Abnormal modifiable factors during episodes of brain tissue hypoxia may be a target for further improvement in clinical practice. However, treatment adaptations have to be thoroughly considered following an individualized concept in each patient. The natural history of disease (e.g., progressive anemia, DCI) as well as the complex reasons for brain tissue hypoxia is of special importance when using a protocolized approach. This bi-centric study with comparable effects among the two sites despite different treatment protocols suggests generalizability to other institutions following a similar protocol.

Limitations

Optimization of brain tissue oxygenation is targeted to avoid secondary brain injury including DCI. Furthermore, low PbtO2-levels may be associated with poor outcome [3]. In our analysis, brain tissue hypoxia was not independently predictive of poor functional outcome. One explanation may be that both centers followed a PbtO2-guided therapy and a control group were therefore lacking. Second, the dataset was based on blood gas analysis and matched to mean 2-h PbtO2-levels with limited numbers of analyzed PbtO2-samples.
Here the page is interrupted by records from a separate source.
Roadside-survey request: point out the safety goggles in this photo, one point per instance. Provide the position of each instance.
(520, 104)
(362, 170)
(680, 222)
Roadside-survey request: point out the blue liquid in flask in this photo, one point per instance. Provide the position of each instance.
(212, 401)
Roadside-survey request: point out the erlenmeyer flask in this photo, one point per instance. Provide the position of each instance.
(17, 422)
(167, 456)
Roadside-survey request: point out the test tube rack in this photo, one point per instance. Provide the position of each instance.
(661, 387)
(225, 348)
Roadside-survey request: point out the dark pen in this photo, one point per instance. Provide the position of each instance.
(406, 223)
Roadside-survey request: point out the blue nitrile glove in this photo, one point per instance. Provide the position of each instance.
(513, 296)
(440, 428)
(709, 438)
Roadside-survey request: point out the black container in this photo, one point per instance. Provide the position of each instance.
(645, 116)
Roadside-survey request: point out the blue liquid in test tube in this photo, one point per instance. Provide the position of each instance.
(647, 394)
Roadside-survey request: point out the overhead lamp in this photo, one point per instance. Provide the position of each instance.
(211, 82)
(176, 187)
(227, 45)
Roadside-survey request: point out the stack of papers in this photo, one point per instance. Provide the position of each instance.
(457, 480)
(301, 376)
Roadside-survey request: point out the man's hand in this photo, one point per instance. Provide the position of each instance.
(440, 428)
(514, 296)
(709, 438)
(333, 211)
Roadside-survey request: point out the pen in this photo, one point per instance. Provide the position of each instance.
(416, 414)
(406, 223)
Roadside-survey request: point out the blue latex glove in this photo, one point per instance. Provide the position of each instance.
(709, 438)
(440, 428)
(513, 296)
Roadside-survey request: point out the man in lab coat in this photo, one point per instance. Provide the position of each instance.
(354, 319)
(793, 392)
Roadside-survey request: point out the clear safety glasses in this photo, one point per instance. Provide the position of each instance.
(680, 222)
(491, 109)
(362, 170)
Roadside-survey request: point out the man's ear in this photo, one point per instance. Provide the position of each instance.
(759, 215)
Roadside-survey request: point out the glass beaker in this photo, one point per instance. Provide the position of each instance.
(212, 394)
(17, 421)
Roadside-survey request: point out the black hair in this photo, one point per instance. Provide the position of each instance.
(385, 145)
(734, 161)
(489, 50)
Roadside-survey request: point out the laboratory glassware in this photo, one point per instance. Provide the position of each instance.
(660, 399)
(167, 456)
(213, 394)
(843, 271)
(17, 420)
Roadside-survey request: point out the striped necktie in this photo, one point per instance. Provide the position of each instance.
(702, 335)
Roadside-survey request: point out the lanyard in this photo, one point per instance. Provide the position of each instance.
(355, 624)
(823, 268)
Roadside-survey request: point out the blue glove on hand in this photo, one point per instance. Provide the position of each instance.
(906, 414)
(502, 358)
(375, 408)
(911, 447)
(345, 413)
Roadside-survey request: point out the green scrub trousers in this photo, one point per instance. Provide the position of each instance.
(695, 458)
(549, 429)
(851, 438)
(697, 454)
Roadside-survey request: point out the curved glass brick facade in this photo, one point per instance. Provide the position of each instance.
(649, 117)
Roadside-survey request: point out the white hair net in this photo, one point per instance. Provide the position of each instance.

However, evaluation of PbtO2 during the whole neuromonitoring time in NICU 1 did not reveal a higher incidence of brain tissue hypoxia and lower PbtO2-levels were not independently associated with poor outcome (data not shown). The study is further limited by varying daily measurements of Hb-levels within patients (IQR 4–10). An overrepresentation of patients with multiple blood gas analyses per day is possible. However, disease severity did not differ in these patients and PbtO2-levels were similar (data not shown). The definition of anemia as hemoglobin levels < 9 g/dL irrespective of sex and protocol used is another limitation. However, severely brain-injured patients might have some benefit of higher transfusion thresholds, which is currently investigated in the TRAIN study (ClinicalTrials.gov Identifier: NCT02968654). Moreover, the approach of comparing two centers implicates a certain degree of heterogeneity of how measurements are obtained. Finally, we present a retrospective analysis of prospectively recorded data. Therefore, we cannot provide detailed information about the effectiveness of interventions used to increase PbtO2.

Conclusions

This bi-center observational cohort analysis demonstrates that despite the implementation of a PbtO2-guided therapy, brain tissue hypoxia still occurred during 25% of neuromonitoring time. We found that low CPP, hypocapnia, low PaO2, anemia, metabolic crisis, and fever were frequent during brain tissue hypoxia making them to potential targets for interventions to prevent brain tissue hypoxia. Despite applying a protocolized PbtO2 treatment approach, we could not replicate the previously described association between brain tissue hypoxia and poor outcome after SAH.